L: "And how do we connect?"

B: Yes. And then the fish arrives and then they're making decisions. "Is this a high quality fish, a high quality tuna that is going to end up in a Ginza sushi bar being sold at fantastic prices? Is it something that's going to be sold in supermarkets and cut up in little plastic boxes and sold to housewives?"

So there are decisions on the selling end that are determining what ordinary Japanese are going to have available to consume. Again, they’re not thinking about it in abstract terms. They’re just thinking that, “I’ve got 200 kilos of tuna, where am I going to sell it?”

It’s in those mundane details, thinking about, “Where can I get more of this? Who can I call to get more shipped here? Where am I going to sell this stuff?” It’s in those mundane details that the connections of globalization are really being made.

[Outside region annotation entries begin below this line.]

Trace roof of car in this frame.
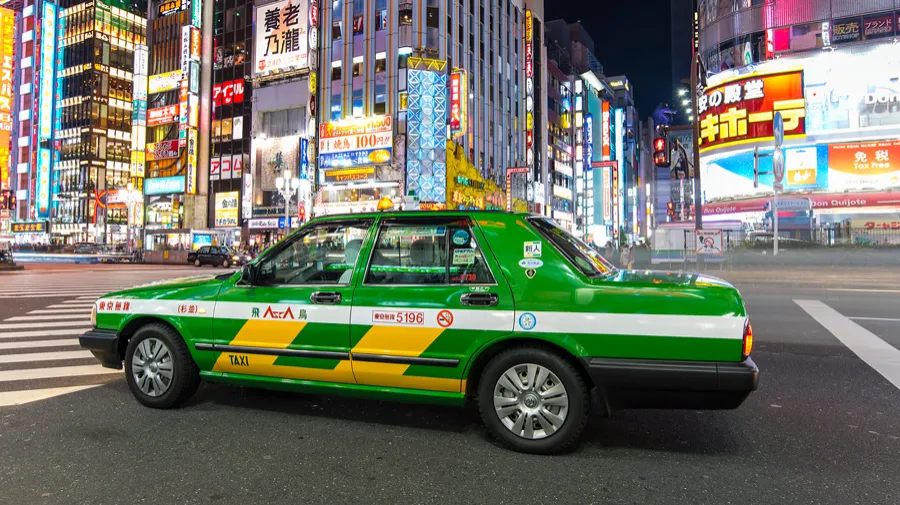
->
[314,210,530,221]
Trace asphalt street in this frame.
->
[0,266,900,505]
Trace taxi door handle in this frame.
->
[459,293,500,307]
[309,291,341,305]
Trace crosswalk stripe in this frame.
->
[0,351,93,364]
[28,307,91,314]
[4,311,91,323]
[0,325,90,339]
[0,384,101,407]
[0,321,95,330]
[0,338,78,351]
[0,365,122,382]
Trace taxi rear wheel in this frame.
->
[478,346,591,454]
[125,324,200,409]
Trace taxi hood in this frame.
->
[104,274,233,297]
[610,270,735,289]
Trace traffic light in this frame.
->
[653,137,669,167]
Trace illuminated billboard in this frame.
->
[0,9,16,187]
[318,116,394,169]
[253,0,309,76]
[697,70,806,151]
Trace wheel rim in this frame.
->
[494,363,569,440]
[131,338,174,397]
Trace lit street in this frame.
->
[0,265,900,505]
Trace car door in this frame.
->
[351,215,514,393]
[213,219,373,383]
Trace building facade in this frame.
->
[698,0,900,235]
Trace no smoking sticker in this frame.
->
[438,310,453,328]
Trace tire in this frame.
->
[125,324,200,409]
[478,346,591,454]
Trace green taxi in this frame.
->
[80,211,758,453]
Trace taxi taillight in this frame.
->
[741,320,753,357]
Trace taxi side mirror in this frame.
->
[241,263,258,286]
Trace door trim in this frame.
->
[194,343,350,360]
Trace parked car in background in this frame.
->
[188,245,252,268]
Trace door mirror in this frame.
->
[241,264,256,286]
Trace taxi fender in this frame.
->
[463,332,587,378]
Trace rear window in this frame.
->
[528,218,615,277]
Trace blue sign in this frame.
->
[319,147,392,169]
[300,138,310,179]
[772,111,784,147]
[144,175,184,195]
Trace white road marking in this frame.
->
[0,325,90,339]
[825,288,900,295]
[29,308,91,315]
[0,319,97,330]
[0,351,94,363]
[850,316,900,323]
[794,300,900,388]
[0,365,122,382]
[0,384,100,407]
[3,311,91,324]
[0,338,78,351]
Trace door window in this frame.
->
[258,221,372,286]
[366,220,494,285]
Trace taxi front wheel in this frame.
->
[478,347,591,454]
[125,324,200,409]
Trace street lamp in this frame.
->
[275,169,300,235]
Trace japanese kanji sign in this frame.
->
[253,0,309,76]
[697,70,806,151]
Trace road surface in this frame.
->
[0,265,900,505]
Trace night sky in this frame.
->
[544,0,672,120]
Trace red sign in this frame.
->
[703,191,900,216]
[697,71,806,151]
[438,310,453,328]
[147,104,178,126]
[600,100,612,160]
[213,79,244,107]
[450,72,462,132]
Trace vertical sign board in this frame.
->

The housewife, who buys Chilean salmon at the supermarket, doesn’t necessarily stop to think about, “How did Chilean salmon end up in my local supermarket?” But you can trace it back in a chain of thirteen or fourteen steps where people all along the way are simply in their daily business, making lots of daily decisions that end up creating the supply chain between a Chilean fish farm and a Japanese supermarket.

L: You had mentioned that globalization at least by Western scholars as the idea of the Western conglomerate. What you describe is quite the reverse. It’s switching the idea of globalization in the other direction when talking about the Japanese market.

B: Exactly. So this stereotype of globalization is this Western imperialism, Western businesses—taking over—we’re the source. But, clearly, globalization is taking place on a thousand different dimensions all at once.

“Godzilla” is a primary example. In popular culture, there are lots of things coming from Japan to the United States or to the rest of Asia. In terms of fish markets, food supply chains. I don’t know that much about the grain business but I’m sure there are lots Middle Western grain farmers—whether it’s soybeans or wheat or corn—who are producing things to be exported to Japan or China or other parts of the world. It’s not that a Midwestern grain farmer is on the periphery of the world. But that there are different kinds of centers. There may be centers for some businesses, some trade for some commodities based in the United States and others may be based overseas. Tsukiji is a perfect example of a global center [that] drives all kinds of production and distribution around the world.

L: Then, Tsukiji literally sets the prices worldwide?

B: The price at Tsukiji will determine, directly or indirectly, the price that a fisherman gets in Gloucester, Massachusetts or Cartahena, Spain. It’s going to be based on somebody looking at the market reports and finding out [for example] tuna was down three-percent yesterday, so the price drops around the world.

And it’s that kind of—I don’t know what you’d call it exactly—globalization with many centers. Each center perhaps only important in some limited domain. But nonetheless, important for that domain--Tsukiji may be totally irrelevant to people in the computer business or in popular entertainment, but on the docks on Maine it’s very important. Just as in a grain elevator in the Midwest, the Chinese price of sorghum may be crucial.